Before omni-channel, the customer would probably either wait if it wasn’t urgent, or would switch to another product. If it got bad enough, a customer would consider switching to another store. Now, the customer pulls out her smartphone and orders it. If you’re lucky, she orders it from you. But think about the supply chain consequences of that decision – demand that was legitimately in a store ended up getting shifted to online because she couldn’t find what she was looking for (even though the store actually had the product). Online, of course, wasn’t allocated enough inventory to take on this shifted demand, and so is out of stock. And in order to save the sale, the retailer ends up shipping from store. And a merchandiser somewhere is looking at all of this activity and scratching her head: why did I put this inventory in the store in the first place?

And finally, we’re talking about apparel for the most part when it comes to ship from store, and “in stock ” in apparel is a bit more nuanced than it is for other verticals, because of color/size combinations. You may show that you have six black jackets on hand, so check the box – you’re in stock! But if you don’t have the size 8 that the customer is looking for, then guess what? You’re out of stock. So at what level are you actually measuring your service level for stores? At the black/size 8 level, or at the jacket level?
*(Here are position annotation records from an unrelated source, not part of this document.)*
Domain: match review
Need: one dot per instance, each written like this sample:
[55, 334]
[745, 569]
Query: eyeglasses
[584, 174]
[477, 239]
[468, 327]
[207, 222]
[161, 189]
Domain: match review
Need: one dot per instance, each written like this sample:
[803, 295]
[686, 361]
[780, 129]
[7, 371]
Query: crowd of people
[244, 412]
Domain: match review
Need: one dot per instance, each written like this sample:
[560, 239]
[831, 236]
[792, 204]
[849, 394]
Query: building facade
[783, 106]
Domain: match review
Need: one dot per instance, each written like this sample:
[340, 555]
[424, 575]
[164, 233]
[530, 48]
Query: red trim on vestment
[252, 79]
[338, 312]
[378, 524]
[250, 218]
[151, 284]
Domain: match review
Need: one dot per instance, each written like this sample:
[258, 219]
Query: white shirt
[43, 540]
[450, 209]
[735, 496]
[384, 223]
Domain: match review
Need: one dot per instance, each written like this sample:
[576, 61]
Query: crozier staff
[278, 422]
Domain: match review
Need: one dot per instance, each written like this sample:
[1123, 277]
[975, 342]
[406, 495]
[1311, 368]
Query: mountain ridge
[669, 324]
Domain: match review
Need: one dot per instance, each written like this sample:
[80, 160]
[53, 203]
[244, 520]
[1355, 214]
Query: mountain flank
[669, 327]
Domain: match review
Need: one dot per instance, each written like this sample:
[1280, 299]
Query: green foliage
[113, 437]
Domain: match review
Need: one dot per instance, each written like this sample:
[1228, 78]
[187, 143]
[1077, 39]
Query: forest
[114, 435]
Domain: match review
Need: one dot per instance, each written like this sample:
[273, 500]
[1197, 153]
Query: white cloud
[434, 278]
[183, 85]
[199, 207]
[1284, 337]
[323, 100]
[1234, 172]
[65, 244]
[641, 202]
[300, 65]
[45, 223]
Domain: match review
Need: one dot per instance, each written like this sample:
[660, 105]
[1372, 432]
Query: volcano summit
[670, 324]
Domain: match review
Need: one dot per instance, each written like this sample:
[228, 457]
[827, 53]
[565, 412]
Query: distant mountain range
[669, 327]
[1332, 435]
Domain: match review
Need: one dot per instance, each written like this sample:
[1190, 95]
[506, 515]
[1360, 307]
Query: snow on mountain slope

Merchandising plans are based on either historical activity, or (hopefully) some forecast of demand. Demand. The customer’s expressed intent to buy. But most retailers I know don’t plan by customer. They plan by location. By channel. But there are so many ways that this can go awry, as I just demonstrated. If you’re too aggregated, then you’re missing out on the nuances of local demands. And if you have no store employees to help customers, then you may be forcing them into a different channel to get what they need, even though you’d actually put the inventory in the right place to begin with. And if you don’t have an accurate picture of your on-hand inventory, you have no clue if you’re actually meeting customer demand or not.

Locations don’t actually demand anything. Customers do. And customers have more ways – channels, locations – to express demand than ever before. But when demand gets disassociated from location, all of the processes that depend on demand are impacted. In other words, when demand breaks, merchandising is not far behind.